“The town,” I said, “is in a most unsettled condition, and many dangerous characters are about. Under these circumstances I have felt compelled to leave the defense of our property in the hands of the Government. I have formally intimated to the authorities that we shall hold them responsible for any loss occasioned to us by public disorder. The colonel, in the name of the Government, has accepted that responsibility. I therefore desire to tell you, Mr. Jones, that, in the lamentable event of any attack on the bank, it will not be expected of you to expose your life by resistance. Such a sacrifice would be both uncalled for and useless; and I must instruct you that the Government insists that their measures shall not be put in danger of frustration by any rash conduct on our part. I am unable to be at the bank this evening; but in the event of any trouble you will oblige me by not attempting to meet force by force. You will yield, and we shall rely on our remedy against the Government in case of loss.”

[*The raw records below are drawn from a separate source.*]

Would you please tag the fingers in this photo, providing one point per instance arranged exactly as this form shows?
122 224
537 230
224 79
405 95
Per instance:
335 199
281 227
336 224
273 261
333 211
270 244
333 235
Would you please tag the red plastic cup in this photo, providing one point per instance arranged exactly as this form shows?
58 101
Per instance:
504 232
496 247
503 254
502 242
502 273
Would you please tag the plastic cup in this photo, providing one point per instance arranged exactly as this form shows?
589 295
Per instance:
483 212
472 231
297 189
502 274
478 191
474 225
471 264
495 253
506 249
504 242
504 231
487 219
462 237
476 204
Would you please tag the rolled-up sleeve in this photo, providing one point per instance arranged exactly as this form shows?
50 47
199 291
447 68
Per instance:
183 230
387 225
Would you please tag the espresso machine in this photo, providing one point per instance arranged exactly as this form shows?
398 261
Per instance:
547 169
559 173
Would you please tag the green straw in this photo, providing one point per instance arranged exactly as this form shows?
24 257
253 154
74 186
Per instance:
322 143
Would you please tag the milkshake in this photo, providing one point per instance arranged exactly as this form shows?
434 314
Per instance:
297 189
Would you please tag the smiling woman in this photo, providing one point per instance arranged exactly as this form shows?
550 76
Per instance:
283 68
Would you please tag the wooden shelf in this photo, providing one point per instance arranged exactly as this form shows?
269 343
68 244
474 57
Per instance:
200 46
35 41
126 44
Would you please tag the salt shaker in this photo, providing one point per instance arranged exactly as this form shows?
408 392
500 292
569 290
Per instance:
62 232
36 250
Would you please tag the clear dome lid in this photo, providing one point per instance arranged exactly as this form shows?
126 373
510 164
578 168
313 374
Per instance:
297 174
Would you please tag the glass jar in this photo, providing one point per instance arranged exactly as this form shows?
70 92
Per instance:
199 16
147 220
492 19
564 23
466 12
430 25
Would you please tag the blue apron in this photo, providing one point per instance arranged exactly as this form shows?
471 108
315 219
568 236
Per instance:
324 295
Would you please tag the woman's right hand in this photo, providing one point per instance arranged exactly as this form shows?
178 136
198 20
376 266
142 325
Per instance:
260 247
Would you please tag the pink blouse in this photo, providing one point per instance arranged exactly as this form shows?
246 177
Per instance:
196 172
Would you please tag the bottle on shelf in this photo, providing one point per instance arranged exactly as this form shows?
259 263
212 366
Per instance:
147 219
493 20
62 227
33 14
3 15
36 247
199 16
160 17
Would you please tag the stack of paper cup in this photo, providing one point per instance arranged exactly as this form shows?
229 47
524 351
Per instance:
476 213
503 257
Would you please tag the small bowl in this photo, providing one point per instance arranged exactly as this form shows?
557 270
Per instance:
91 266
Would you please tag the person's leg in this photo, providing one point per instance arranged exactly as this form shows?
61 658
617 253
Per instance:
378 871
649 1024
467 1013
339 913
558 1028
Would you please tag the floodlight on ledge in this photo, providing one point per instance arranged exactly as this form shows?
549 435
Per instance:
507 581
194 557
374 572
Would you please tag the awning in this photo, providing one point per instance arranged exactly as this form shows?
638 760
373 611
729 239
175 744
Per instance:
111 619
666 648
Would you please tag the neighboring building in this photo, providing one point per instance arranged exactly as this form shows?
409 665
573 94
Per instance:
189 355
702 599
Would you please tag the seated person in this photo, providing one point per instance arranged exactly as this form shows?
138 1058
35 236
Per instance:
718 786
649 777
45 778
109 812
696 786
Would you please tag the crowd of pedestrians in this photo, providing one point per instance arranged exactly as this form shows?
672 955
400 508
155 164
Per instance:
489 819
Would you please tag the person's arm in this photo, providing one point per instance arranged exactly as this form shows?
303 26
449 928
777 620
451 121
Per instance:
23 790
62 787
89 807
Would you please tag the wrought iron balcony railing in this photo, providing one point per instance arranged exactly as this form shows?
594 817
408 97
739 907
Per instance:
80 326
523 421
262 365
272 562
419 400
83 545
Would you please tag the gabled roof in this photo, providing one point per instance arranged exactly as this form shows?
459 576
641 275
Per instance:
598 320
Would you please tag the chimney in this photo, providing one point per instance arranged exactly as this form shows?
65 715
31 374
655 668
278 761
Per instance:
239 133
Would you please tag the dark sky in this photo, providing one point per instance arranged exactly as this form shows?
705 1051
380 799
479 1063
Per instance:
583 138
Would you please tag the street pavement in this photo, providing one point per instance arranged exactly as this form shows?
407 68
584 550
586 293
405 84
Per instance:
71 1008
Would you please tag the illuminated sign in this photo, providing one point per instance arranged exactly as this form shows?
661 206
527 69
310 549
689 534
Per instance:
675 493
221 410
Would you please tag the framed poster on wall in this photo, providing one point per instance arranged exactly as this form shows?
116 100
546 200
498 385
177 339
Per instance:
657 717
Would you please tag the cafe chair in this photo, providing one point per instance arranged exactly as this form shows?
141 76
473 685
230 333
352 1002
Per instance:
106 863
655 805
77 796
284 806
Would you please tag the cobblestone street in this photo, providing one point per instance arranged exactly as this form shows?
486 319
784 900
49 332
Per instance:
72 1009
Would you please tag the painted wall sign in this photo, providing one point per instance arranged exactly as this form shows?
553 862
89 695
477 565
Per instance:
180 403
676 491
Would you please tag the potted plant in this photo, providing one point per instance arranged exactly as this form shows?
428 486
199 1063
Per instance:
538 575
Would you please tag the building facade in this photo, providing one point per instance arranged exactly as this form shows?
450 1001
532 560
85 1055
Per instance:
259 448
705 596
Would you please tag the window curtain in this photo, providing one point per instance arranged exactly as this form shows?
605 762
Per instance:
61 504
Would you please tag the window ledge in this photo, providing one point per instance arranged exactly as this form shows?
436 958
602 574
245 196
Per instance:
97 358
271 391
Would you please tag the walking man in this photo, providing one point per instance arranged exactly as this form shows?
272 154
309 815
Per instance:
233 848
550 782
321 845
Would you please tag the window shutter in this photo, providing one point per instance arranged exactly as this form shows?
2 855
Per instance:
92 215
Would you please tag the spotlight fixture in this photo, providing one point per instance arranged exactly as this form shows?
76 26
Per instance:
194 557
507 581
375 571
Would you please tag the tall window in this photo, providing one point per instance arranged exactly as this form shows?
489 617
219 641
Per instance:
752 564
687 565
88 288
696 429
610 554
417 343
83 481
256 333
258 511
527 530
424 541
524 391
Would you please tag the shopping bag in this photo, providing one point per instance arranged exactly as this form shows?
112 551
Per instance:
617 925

These instructions so fully agreed with the natural bent of Jones’ mind that he readily acquiesced in them and expressed high appreciation of my foresight.
“Take care of yourself and Mrs. Jones, my dear fellow,” I concluded; “that is all you have to do, and I shall be satisfied.”
I parted from him affectionately, wondering if my path in life would ever cross the honest, stupid old fellow’s again, and heartily hoping that his fortune would soon take him out of the rogue’s nest in which he had been dwelling.
FAREWELL TO AUREATALAND.
The night came on, fair and still, clear and star-lit; but there was no moon and, outside the immediate neighborhood of the main streets, the darkness was enough to favor our hope of escaping notice without being so intense as to embarrass our footsteps. Everything, in fact, seemed to be on our side, and I was full of buoyant confidence as I drank a last solitary glass to the success of our enterprise, put my revolver in my pocket, and, on the stroke of midnight, stole from my lodgings. I looked up toward the bank and dimly descried three or four motionless figures, whom I took to be sentries guarding the treasure. The street itself was almost deserted, but from where I stood I could see the Piazza crowded with a throng of people whose shouts and songs told me that the colonel’s hospitality was being fully appreciated. There was dancing going on to the strains of the military band, and every sign showed that our good citizens intended, in familiar phrase, to make a night of it.